Duidelijk is in ieder geval wel dat de Nederlandse reiziger van weleer bereidingswijzen met olijfolie erg onbeschaafd vond. Terwijl de burgerpot thuis zachtjes met een klontje boter gestoofd werd, werden de groenten in Spanje direct uit het kookwater opgediend, ‘met wat olie overgoten voor de smeuïgheid’. Niet veel beter waren de gerechten die op heet vuur in veel olie gebakken werden. ‘Voor onze magen […] is zulk een keuken dus een kwelling’, verzuchtte de eerder genoemde verslaggever uit 1909. Archetypisch was in dit opzicht de Valenciaanse paella. In 1910 deed de ‘gewone briefschrijver’ van het Algemeen Handelsbladverslag van zijn ontmoeting met deze ‘zeer gecompliceerden rijstschotel’ en vooral van de setting waarin paella gegeten diende te worden:
‘Een paella is niet iets dat je zoo maar overal en op willekeurige wijze eten mag: om te smaken moet ze ergens in de open lucht zijn klaargemaakt, moet men zelf al ’t vee, ongedierte en groenten, die er bij te pas komen, op de markt zijn gaan koopen en moet men, op den grond gezeten, met houten lepels de vette massa uit een zwart beroeten reuzenketel, naar binnen brengen; een echte Valenciaan zal deze dan ook nooit thuis of in een restaurant gaan eten, doch slechts in de huerta (eig. groententuin, verder naam voor de vruchtbare vlakten om Valencia), in één dier prachtige boerderijtuinen, tusschen citroen en rozenboomen en, indien mogelijk, vlak naast den stal waar het varken gemest wordt, opdat men, bij gemis aan borden, tenminste weet waar men zijn kluiven, slakkenhuizen en verderen afval kan werpen.’
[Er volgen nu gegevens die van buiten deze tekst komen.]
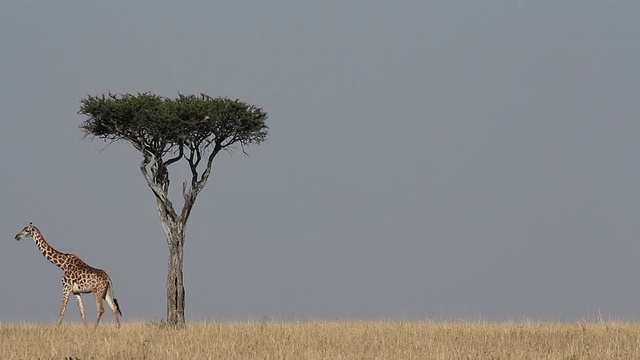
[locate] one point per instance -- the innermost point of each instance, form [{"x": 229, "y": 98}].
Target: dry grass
[{"x": 325, "y": 340}]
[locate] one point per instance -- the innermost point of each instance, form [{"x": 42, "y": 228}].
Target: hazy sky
[{"x": 426, "y": 159}]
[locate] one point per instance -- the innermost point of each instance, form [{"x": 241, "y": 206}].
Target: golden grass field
[{"x": 325, "y": 340}]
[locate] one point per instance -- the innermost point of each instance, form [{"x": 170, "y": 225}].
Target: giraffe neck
[{"x": 54, "y": 256}]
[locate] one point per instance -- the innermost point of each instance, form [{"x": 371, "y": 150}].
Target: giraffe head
[{"x": 27, "y": 231}]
De inkopen voor de paella werden natuurlijk gedaan in de ‘Valenciaansche havenwijk, waar Spaansche vischvrouwen je met glibberige en schubbenbeplakte handen aan je jasje grijpen om je een prachtstuk inktvisch of andere geparfumeerde lekkernij onder den neus te duwen. Er heerscht op die markt een drukte en een stank als in een Moorschen soek,- even als daar de kleurenpracht der Zuidvruchten tusschen vieze visch- en vleeschresten, het gutturale geschreeuw der kooplui en de keel-aangrijpende stank van grondnotenoliewalm, die uit de tentjes stijgt, waar onoogelijke lekkernijen in groote pannen braden en sissen, terwijl elk windje uit de naburige straten(?) den verpestenden stank van, open door de wijk stroomende, riolen en modderrivieren over de markt voert.
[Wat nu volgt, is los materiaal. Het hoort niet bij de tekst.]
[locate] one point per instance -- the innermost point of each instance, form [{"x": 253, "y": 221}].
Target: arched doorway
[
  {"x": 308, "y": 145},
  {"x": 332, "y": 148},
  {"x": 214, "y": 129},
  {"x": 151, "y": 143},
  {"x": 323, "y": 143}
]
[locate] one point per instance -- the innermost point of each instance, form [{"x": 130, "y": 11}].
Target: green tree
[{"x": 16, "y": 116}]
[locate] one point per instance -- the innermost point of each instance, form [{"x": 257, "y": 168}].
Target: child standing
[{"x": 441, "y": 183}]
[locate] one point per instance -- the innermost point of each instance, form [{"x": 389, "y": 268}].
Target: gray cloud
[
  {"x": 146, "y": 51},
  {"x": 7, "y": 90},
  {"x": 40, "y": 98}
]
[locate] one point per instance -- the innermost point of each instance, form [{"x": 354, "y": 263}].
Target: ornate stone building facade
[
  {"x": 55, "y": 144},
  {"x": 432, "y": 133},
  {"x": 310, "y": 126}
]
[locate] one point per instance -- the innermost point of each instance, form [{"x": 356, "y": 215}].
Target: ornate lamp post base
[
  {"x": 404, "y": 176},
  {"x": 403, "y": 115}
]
Zelf had de verslaggever enige malen het genoegen gehad om zo’n paella te mogen smaken. Deze herinnerde hij zich vooral als een ‘reuzenberg vettige en door saffraan geel gekleurden rijst […] waarin een haan, een varken, palingen en zeer vele slakken ’t veege lijf gelaten hadden om in gezelschap van alle mogelijke soorten van boonen, erwten artisjokken, knoflook en andere groenten te dienen tot ’t volledig maken van een echte paella.’ Hoewel niet geschikt voor de ‘Europeesche’ maag, vond de verslaggever het gerecht niet onsmakelijk: ‘’t Kan wezen dat voor den Hollander de slakken en ’t beetje knoflook allen moed om dit gerecht eens to probeeren ontnemen; hoe vreemd ’t echter klinken moge voor wie slechts de bestanddeelen der paella gelezen heeft: ’t is werkelijk een fijn eten, en haast alle vreemdelingen worden er dol op.’
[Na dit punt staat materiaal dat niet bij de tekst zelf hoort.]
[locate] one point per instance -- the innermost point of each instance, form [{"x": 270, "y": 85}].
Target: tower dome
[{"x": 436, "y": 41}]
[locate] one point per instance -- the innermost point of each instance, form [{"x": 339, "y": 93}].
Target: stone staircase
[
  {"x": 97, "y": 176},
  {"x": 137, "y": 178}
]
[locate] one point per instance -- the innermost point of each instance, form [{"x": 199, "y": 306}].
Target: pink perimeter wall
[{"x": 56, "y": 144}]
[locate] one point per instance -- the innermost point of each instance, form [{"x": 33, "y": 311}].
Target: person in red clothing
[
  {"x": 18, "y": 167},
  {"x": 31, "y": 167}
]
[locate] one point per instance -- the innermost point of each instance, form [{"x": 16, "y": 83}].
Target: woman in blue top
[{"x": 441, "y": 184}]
De liefde voor de Spaanse keuken ontlook dus toch. Het zou nog wel even duren voor de Hollandse huisvrouw zelf met de paellapan aan de slag ging. Toen een halve eeuw later de zomerse trek naar de Spaanse costa’s voorzichtig was ingezet, dook paella opeens ook als alleraardigst rijstschoteltje in de receptenrubrieken van de damesbladen op. In 1960 wekte een dergelijk recept de grote verontwaardiging van een Nederlandse correspondente in Spanje. ‘Voorafgekookte rijst met een bouillonblokje, wat restjes vlees, een garnaaltje en wat groente’ vormden tezamen nog geen paella, schreef ze in een stuk getiteld ‘Met inktvis nog Spaanser’. Om te bewijzen dat het bereiden van paella niet voor tere zielen was weggelegd, gaf de correspondente een authentiek recept dat vroeg om een loeiend houtvuur, grote stukken vlees en slakken uit eigen tuin. Je kunt het hier nalezen (aanrader!).
Omdat mijn Spaanse appartement niet is uitgerust met een tuin waarin ik het vereiste houtvuur kan stoken (én omdat – laten we eerlijk zijn – vegetarische paella werkelijk niet zo spannend is), laat ik deze uitdaging zitten. Wij komen de kerstdagen door met de sopa de ajo naar recept van Onno Kleyn, verse kleine artisjokjes die je met huid en haar kunt opeten, prachtig groene olijven, gerijpte manchego, een berg turrón uit Alicante en kaneelbroodjes met vijgen. En voor de man zijn er bovendien almejas met knoflook en paprikapoeder en grote gegrilde garnalen. ¡buen provecho!